The main possibility is the effect on the neurodevelopmental process, such as synaptic plasticity, which is likely impaired in schizophrenia. Despite considerable variation in how cannabis exposure and psychosis are elicited, there is a notable consistency in the findings of different studies [6]. These studies suggest that cannabis is a risk factor which increases the chances of developing schizophrenia spectrum disorders by approximately three-fold [7].

It is reported that approximately 4% of women in the United States abuse substances, with marijuana being by far the most common substance used during pregnancy (75%) [8]. Pre-natal cannabis exposure has an impact on the maturation of neurotransmitter systems, which play key roles in mood, motivation, and reward [9]. The endocannabinoid system also plays a crucial role in the ontogeny of the central nervous system and its activation during brain development which can induce subtle and long-lasting neuro functional alterations in offspring, despite being previously considered as relatively harmless [10]. Epidemiological and longitudinal studies have shown that newborns and infants born to cannabis users have neurological signs associated with increased tremors, exaggerated startle responses, and poor habituation to novel stimuli [11].

Adolescence is a critical phase for brain development, characterized by neuronal maturation and rearrangement processes, such as myelination, synaptic pruning, and dendritic plasticity.

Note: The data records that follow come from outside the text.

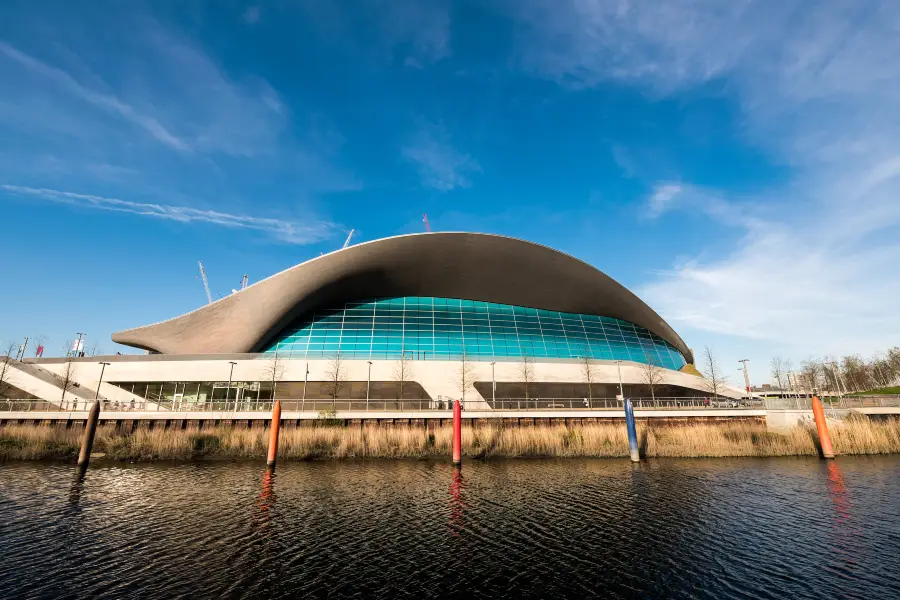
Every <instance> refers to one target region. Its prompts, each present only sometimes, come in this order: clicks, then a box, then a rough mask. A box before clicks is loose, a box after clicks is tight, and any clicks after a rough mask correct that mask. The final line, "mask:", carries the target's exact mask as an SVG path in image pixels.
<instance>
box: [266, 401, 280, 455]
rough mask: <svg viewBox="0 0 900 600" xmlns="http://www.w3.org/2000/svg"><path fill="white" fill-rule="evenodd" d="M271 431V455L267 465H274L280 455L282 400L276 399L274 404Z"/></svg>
mask: <svg viewBox="0 0 900 600" xmlns="http://www.w3.org/2000/svg"><path fill="white" fill-rule="evenodd" d="M270 429H271V431H270V433H269V456H268V457H267V458H266V466H268V467H274V466H275V458H276V457H277V456H278V432H279V430H280V429H281V400H276V401H275V404H273V405H272V426H271V428H270Z"/></svg>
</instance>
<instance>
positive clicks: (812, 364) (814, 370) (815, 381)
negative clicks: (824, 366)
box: [800, 358, 822, 394]
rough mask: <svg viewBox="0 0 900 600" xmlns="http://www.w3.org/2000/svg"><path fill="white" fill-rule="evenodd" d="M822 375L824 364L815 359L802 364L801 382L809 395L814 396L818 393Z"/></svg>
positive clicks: (801, 367)
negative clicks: (816, 393) (820, 362)
mask: <svg viewBox="0 0 900 600" xmlns="http://www.w3.org/2000/svg"><path fill="white" fill-rule="evenodd" d="M821 373H822V363H820V362H819V361H817V360H816V359H814V358H810V359H808V360H805V361H803V362H802V363H800V380H801V382H802V384H803V387H804V388H806V392H807V393H809V394H814V393H816V392H817V391H818V389H819V382H820V378H819V376H820V374H821Z"/></svg>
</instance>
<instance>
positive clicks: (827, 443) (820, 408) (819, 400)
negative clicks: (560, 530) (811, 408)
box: [813, 396, 834, 458]
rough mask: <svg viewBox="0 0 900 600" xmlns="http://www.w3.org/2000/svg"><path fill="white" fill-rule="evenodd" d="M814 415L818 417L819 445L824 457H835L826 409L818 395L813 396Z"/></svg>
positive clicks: (813, 416) (816, 422) (817, 422)
mask: <svg viewBox="0 0 900 600" xmlns="http://www.w3.org/2000/svg"><path fill="white" fill-rule="evenodd" d="M813 417H814V418H815V419H816V431H818V432H819V445H821V446H822V458H834V447H833V446H832V445H831V435H830V434H829V433H828V423H826V422H825V409H824V408H823V407H822V402H821V401H820V400H819V397H818V396H813Z"/></svg>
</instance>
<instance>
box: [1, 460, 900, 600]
mask: <svg viewBox="0 0 900 600" xmlns="http://www.w3.org/2000/svg"><path fill="white" fill-rule="evenodd" d="M72 471H73V470H72V468H71V467H69V466H61V465H48V464H37V463H7V464H0V519H2V520H0V597H3V598H18V597H106V598H164V597H165V598H168V597H175V596H181V597H263V596H265V597H286V596H292V597H304V596H305V597H325V596H328V597H331V598H339V597H386V598H395V597H407V598H432V597H440V598H447V597H466V598H472V597H505V598H519V597H532V598H582V597H586V596H607V597H620V598H627V597H708V598H837V597H851V598H866V599H867V600H875V599H880V598H900V457H843V458H840V459H838V460H837V461H834V462H831V463H825V462H822V461H818V460H814V459H806V458H804V459H766V460H755V459H743V460H659V461H650V462H647V463H643V464H640V465H638V466H634V467H633V466H632V465H631V464H630V463H628V462H626V461H618V460H595V461H590V460H585V461H579V460H558V461H550V460H514V461H513V460H510V461H492V462H475V461H469V462H468V463H466V465H465V466H464V468H463V470H462V472H461V474H460V473H458V472H456V471H454V470H453V469H452V468H451V467H450V466H449V465H447V464H441V463H433V462H424V461H364V462H363V461H361V462H315V463H286V464H283V465H280V466H279V468H278V471H277V473H276V474H275V475H274V476H269V475H266V473H265V471H264V469H263V468H262V467H261V466H260V465H258V464H251V463H203V464H187V465H178V466H169V465H120V464H116V465H109V464H101V463H98V464H95V465H94V466H93V467H92V468H91V470H90V471H89V472H88V474H87V477H86V479H85V480H84V482H83V483H80V484H79V483H73V478H72Z"/></svg>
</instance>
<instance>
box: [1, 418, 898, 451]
mask: <svg viewBox="0 0 900 600" xmlns="http://www.w3.org/2000/svg"><path fill="white" fill-rule="evenodd" d="M450 435H451V429H450V428H449V427H440V428H437V429H435V430H433V431H430V432H429V431H426V430H425V429H424V428H422V427H364V428H359V427H302V428H297V429H285V430H283V431H282V434H281V442H280V445H279V457H280V458H282V459H298V460H306V459H316V458H367V457H368V458H424V457H445V456H448V455H449V454H450ZM831 435H832V439H833V442H834V448H835V451H836V452H837V453H838V454H885V453H897V452H900V420H893V421H882V422H876V421H869V420H865V419H860V420H848V421H845V422H843V423H842V424H840V425H835V426H832V427H831ZM638 439H639V441H640V444H641V453H642V455H643V456H646V457H727V456H796V455H815V454H817V443H818V442H817V437H816V433H815V430H814V429H812V428H807V427H797V428H795V429H794V430H792V431H791V432H790V433H789V434H788V435H780V434H775V433H769V432H767V431H766V430H765V427H764V426H761V425H753V424H746V423H740V424H737V423H736V424H731V425H713V424H697V425H687V426H677V427H673V426H667V427H639V428H638ZM462 442H463V453H464V455H466V456H469V457H479V458H480V457H526V456H541V457H624V456H628V442H627V439H626V435H625V426H624V424H586V425H577V426H571V427H567V426H565V425H554V426H550V427H541V426H538V427H496V426H483V427H467V428H464V429H463V435H462ZM79 443H80V432H78V431H75V430H69V431H66V430H65V429H57V428H51V427H33V426H23V425H10V426H6V427H3V428H0V459H41V458H63V459H66V458H74V457H75V456H76V455H77V453H78V445H79ZM267 444H268V431H266V430H262V429H252V430H247V429H233V428H225V427H222V428H217V429H211V430H205V431H203V432H199V433H198V432H189V431H163V430H154V431H145V430H140V431H136V432H135V433H133V434H131V435H123V434H121V433H119V432H116V431H114V430H111V429H100V430H98V432H97V438H96V440H95V442H94V452H103V453H105V454H106V455H107V456H108V457H110V458H114V459H119V460H189V459H196V458H205V457H222V458H253V459H261V458H263V457H264V456H265V452H266V446H267Z"/></svg>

Several studies have investigated whether exposure to cannabis during adolescence is a risk factor for schizophrenia. Harkany et al., reported that those subjects who used cannabis on a daily basis between the ages of 15 to 18 had significantly more schizophrenic symptoms than control subjects (never used cannabis or had used cannabis ‘once or twice’) at age 26 [12]. Subjects in the earlier age group had a greater risk of schizophrenia at a later age [13].

Cumulative exposure to environmental stressors increases the risk for schizophrenia in an additive fashion. The main stress factors studied are childhood sexual abuse and urbanicity [14]. Consistent results are also seen for an increased risk for schizophrenia with urban birth and/or upbringing, especially among males. The mechanism of association is unclear but may relate to biological or social/environmental factors or both, acting considerably before psychotic symptoms manifest.


The author reports no commercial or financial relationships regarding this article.